# Where is my bed?



## Lou (Sep 22, 2012)

I never thought I would let a dog sleep on my bed until Lou. A couple things to consider, she is an extremely indoor-dog, only outside to exercise/play/potty, never unattended outside so she is very clean, she HATES getting dirty, when she potties she jumps away 3 feet to make sure she doesn't step on it. Seriously! she sleeps in her crate sometimes too, I have trained her to go in her crate on her own and for her, crate means nap time, so she doesn't mind being in her crate at any point in time 
She sleeps in our bed just cause I like having her around, it's a king size bed so we can sleep comfortably. She lays at the end of the bed facing the door to protect us  she also, most of the time, will jump off the bed in the middle of the night and go lay down on the tile floor in the bathroom even though we keep the house at 68F, she gets warm a lot.
So basically... A dog doesn't Have To be in your bed all the time, it's up to you 



Sent from Petguide.com Free App


----------



## Indiana (Sep 11, 2011)

What Lou said  They're dogs, we don't have to make excuses to them; they go in their crates for many various reasons for short periods of time, even like if I am taking something out of the oven and don't want them getting too close. As for the deal breaker part of your post, well common sense comes into play about when the dog would be in bed BUT if someone gave me an ultimatum involving my dog...guess he's just not that into me, ha,ha! I wouldn't want to waste my time with someone who was thrown off by something so trivial. If I were single, mind you, which I'm not. But still.


----------



## Dallasminis (Feb 6, 2011)

Our poodles don't like to get kicked around so if there is a lot of movement on the bed, they get off. Pretty simple!


----------



## lily cd re (Jul 23, 2012)

If we move around much (for whatever reason) the dogs get off and go on their own beds. They do it by their choice. I think they don't like getting jostled. I hadn't really planned on letting them sleep on the bed (we have a queen and they are both big). Lily decided otherwise, so Peeves is allowed up too. He generally doesn't stay long since he gets hot. She leaves when she gets bumped around.


----------



## Qarza (Feb 23, 2013)

HaHa. I had to laugh. Our girls sleep in their crates, but come into bed with us after pee time about 6:30am. If needed the command goes out "back to bed" and they shoot out of out of our bed and like the most obedient little darling they are(n't) they get into their cages and stay there with the doors open until all is quiet.


----------



## Harrymummy (Aug 27, 2012)

Thanks guys. Dogs are less territorial than I thought. 

Sent from Petguide.com Free App


----------



## Lou (Sep 22, 2012)

Lou knows to listen to her momma!  she is THE perfect dog!
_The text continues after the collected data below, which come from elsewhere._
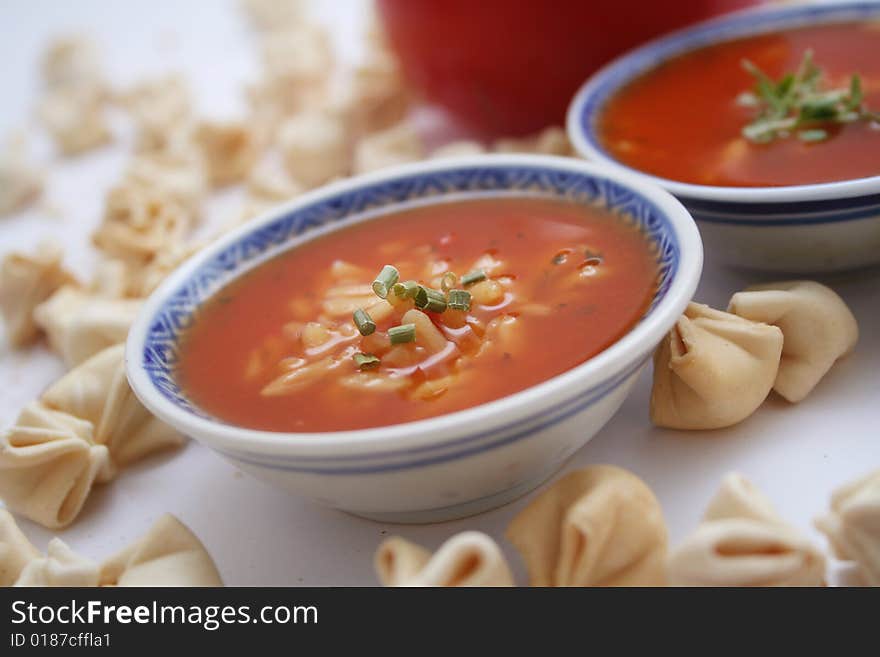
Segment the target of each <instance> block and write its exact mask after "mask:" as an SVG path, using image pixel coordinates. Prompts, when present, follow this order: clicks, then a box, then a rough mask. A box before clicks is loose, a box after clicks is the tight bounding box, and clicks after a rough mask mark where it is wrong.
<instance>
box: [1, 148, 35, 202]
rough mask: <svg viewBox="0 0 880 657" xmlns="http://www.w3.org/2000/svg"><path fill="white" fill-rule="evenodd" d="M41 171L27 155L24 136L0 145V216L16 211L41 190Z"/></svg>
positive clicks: (34, 200)
mask: <svg viewBox="0 0 880 657" xmlns="http://www.w3.org/2000/svg"><path fill="white" fill-rule="evenodd" d="M43 178H44V175H43V171H41V170H40V169H39V168H37V167H35V166H33V165H32V164H31V162H30V161H29V160H28V157H27V148H26V143H25V141H24V138H22V137H20V138H14V139H10V140H9V142H8V143H7V144H2V145H0V216H3V215H5V214H10V213H12V212H17V211H18V210H22V209H24V208H26V207H27V206H28V205H30V204H31V203H33V202H34V201H36V200H37V198H38V197H39V196H40V194H41V193H42V192H43V182H44V180H43Z"/></svg>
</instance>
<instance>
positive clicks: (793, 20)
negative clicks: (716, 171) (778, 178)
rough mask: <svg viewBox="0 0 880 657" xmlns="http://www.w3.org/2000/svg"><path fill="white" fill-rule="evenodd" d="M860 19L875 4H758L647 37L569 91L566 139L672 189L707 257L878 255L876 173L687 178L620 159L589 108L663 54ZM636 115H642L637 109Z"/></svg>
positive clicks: (877, 209)
mask: <svg viewBox="0 0 880 657" xmlns="http://www.w3.org/2000/svg"><path fill="white" fill-rule="evenodd" d="M869 19H870V20H880V2H877V1H876V0H875V1H874V2H835V3H831V4H810V5H793V6H791V5H789V6H774V7H759V8H757V9H751V10H746V11H742V12H737V13H735V14H731V15H729V16H726V17H722V18H719V19H715V20H711V21H708V22H705V23H701V24H699V25H697V26H694V27H692V28H688V29H685V30H682V31H680V32H675V33H673V34H671V35H669V36H667V37H664V38H661V39H659V40H656V41H652V42H650V43H648V44H647V45H645V46H642V47H640V48H638V49H636V50H633V51H631V52H630V53H628V54H626V55H623V56H622V57H620V58H619V59H617V60H615V61H613V62H612V63H611V64H609V65H608V66H606V67H605V68H603V69H602V70H600V71H598V72H597V73H596V74H595V75H593V77H591V78H590V79H589V80H588V81H587V82H586V84H585V85H584V86H583V87H582V88H581V89H580V91H578V93H577V95H576V96H575V97H574V100H573V101H572V103H571V105H570V107H569V110H568V120H567V126H568V135H569V138H570V139H571V141H572V143H573V144H574V147H575V149H576V150H577V151H578V152H579V153H580V154H581V155H582V156H583V157H585V158H587V159H588V160H592V161H595V162H601V163H604V164H606V165H608V166H609V167H612V168H613V169H614V170H616V171H626V172H630V173H636V174H637V175H638V176H640V177H641V178H642V179H643V180H647V181H651V182H653V183H655V184H658V185H661V186H662V187H664V188H665V189H666V190H668V191H669V192H672V194H674V195H675V196H676V197H677V198H678V199H679V200H680V201H681V202H682V203H684V204H685V206H686V207H687V208H688V210H690V212H691V214H692V215H693V217H694V218H695V219H696V220H697V221H698V223H699V225H700V232H701V234H702V236H703V241H704V242H705V245H706V253H707V254H708V256H709V257H711V258H713V259H714V258H717V259H718V260H719V261H721V262H724V263H727V264H732V265H739V266H745V267H752V268H758V269H765V270H775V271H787V272H818V271H833V270H841V269H850V268H854V267H860V266H865V265H870V264H875V263H880V175H878V176H872V177H869V178H861V179H858V180H847V181H842V182H834V183H825V184H813V185H797V186H787V187H772V188H770V187H768V188H737V187H712V186H708V185H692V184H687V183H682V182H677V181H674V180H667V179H664V178H658V177H656V176H652V175H649V174H646V173H641V172H638V171H635V170H634V169H631V168H629V167H627V166H625V165H623V164H622V163H620V162H618V161H616V160H614V159H613V157H612V156H611V155H610V154H609V153H607V152H606V151H605V150H604V149H603V147H602V144H601V142H600V140H599V138H598V135H597V133H596V130H597V121H596V119H597V116H598V115H599V113H600V112H601V111H602V109H603V107H604V105H605V103H606V101H607V100H608V99H609V98H610V97H611V96H613V95H614V94H615V93H616V92H617V91H618V90H619V89H620V88H621V87H622V86H624V85H626V84H627V83H628V82H630V81H631V80H633V79H634V78H636V77H638V76H640V75H642V74H643V73H645V72H646V71H649V70H651V69H653V68H656V67H657V66H659V65H660V64H662V63H664V62H666V61H667V60H669V59H671V58H673V57H676V56H678V55H681V54H683V53H686V52H690V51H692V50H695V49H698V48H701V47H704V46H707V45H710V44H715V43H718V42H722V41H727V40H730V39H735V38H738V37H743V36H749V35H753V34H761V33H768V32H774V31H778V30H781V29H786V28H791V27H800V26H805V25H812V24H820V23H830V22H845V21H859V20H869ZM865 56H866V57H867V56H869V55H868V54H867V53H866V54H865ZM646 120H650V117H648V116H647V115H646ZM878 168H880V153H878Z"/></svg>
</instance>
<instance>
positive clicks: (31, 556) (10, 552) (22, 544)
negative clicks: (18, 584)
mask: <svg viewBox="0 0 880 657" xmlns="http://www.w3.org/2000/svg"><path fill="white" fill-rule="evenodd" d="M39 557H40V551H39V550H37V548H35V547H34V546H33V545H31V542H30V541H29V540H28V539H27V537H26V536H25V535H24V534H23V533H22V531H21V530H20V529H19V528H18V524H16V522H15V518H13V517H12V514H11V513H9V511H7V510H6V509H0V586H12V585H13V584H15V582H16V580H17V579H18V577H19V575H20V574H21V571H22V570H24V567H25V566H26V565H27V564H28V563H30V562H31V561H33V560H34V559H37V558H39Z"/></svg>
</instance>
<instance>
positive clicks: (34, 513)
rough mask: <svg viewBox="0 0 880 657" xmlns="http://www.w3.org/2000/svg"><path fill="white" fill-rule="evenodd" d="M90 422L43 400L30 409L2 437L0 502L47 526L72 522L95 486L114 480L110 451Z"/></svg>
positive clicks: (26, 409)
mask: <svg viewBox="0 0 880 657" xmlns="http://www.w3.org/2000/svg"><path fill="white" fill-rule="evenodd" d="M93 431H94V427H93V425H92V423H91V422H88V421H87V420H82V419H79V418H77V417H74V416H73V415H70V414H68V413H63V412H61V411H55V410H52V409H50V408H47V407H46V406H44V405H42V404H40V403H39V402H33V403H31V404H29V405H28V406H26V407H25V408H24V410H23V411H22V412H21V414H20V415H19V417H18V420H17V421H16V423H15V425H14V426H12V427H11V428H10V429H8V430H7V431H5V432H4V433H3V435H2V437H0V499H2V500H3V501H4V502H5V503H6V506H7V508H9V509H10V510H12V511H13V512H15V513H19V514H21V515H23V516H25V517H26V518H30V519H31V520H33V521H34V522H38V523H40V524H41V525H43V526H45V527H49V528H58V527H64V526H66V525H68V524H70V523H71V522H72V521H73V520H74V518H76V516H77V515H78V514H79V512H80V510H81V509H82V506H83V503H84V502H85V500H86V498H87V497H88V495H89V492H90V491H91V489H92V485H93V484H95V483H103V482H106V481H109V480H110V479H112V478H113V476H114V474H115V471H114V468H113V464H112V462H111V460H110V454H109V452H108V451H107V447H106V446H104V445H98V444H96V443H95V441H94V438H93Z"/></svg>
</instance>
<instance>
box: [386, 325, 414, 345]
mask: <svg viewBox="0 0 880 657" xmlns="http://www.w3.org/2000/svg"><path fill="white" fill-rule="evenodd" d="M388 339H389V340H390V341H391V344H404V343H406V342H415V339H416V325H415V324H401V325H400V326H392V327H391V328H390V329H388Z"/></svg>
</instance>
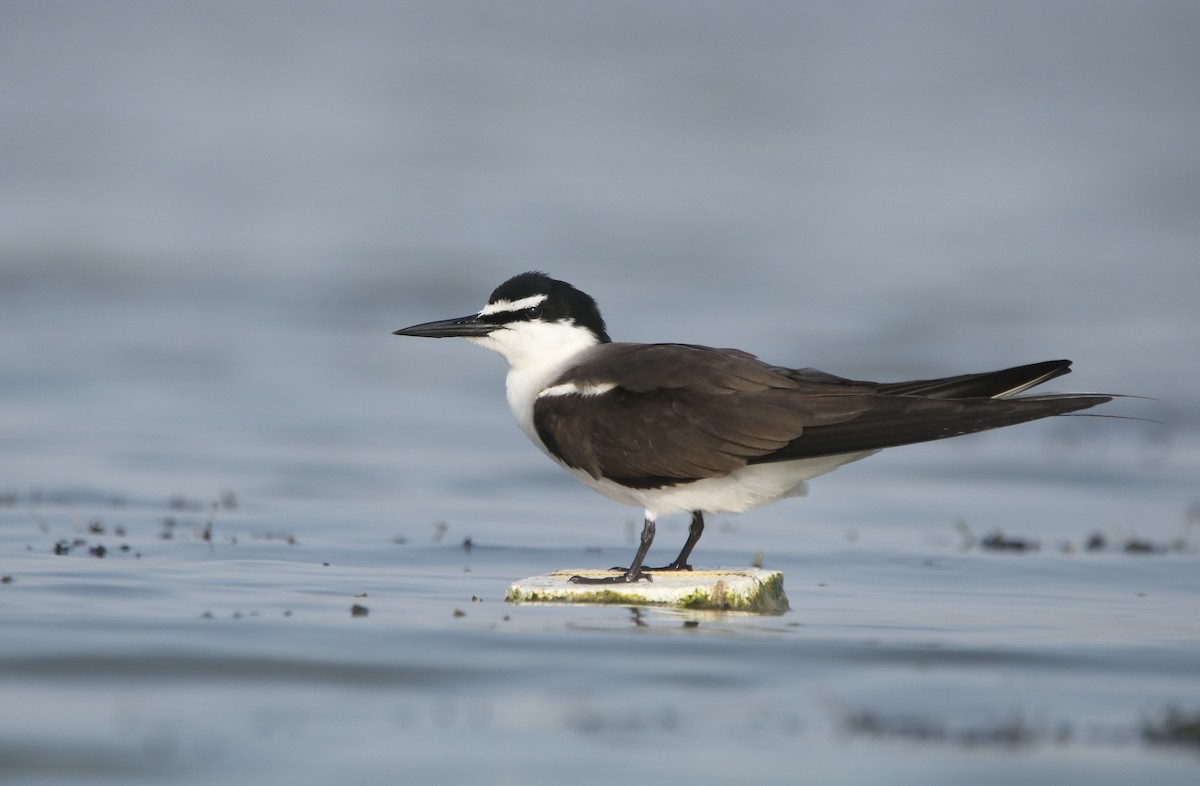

Hehehehe she is such a good girl, ok ... Enough bragging now :-D LOL


Sent from Petguide.com Free App


----------



## Joelly (May 8, 2012)

Even though Charlie loves to sleep with us, there are nights that he would want to sleep outside due to our bed becomes too hot for him to handle. 

About the guy's comment, I feel sorry for him. Haha. Single female with dogs usually is a keeper.


----------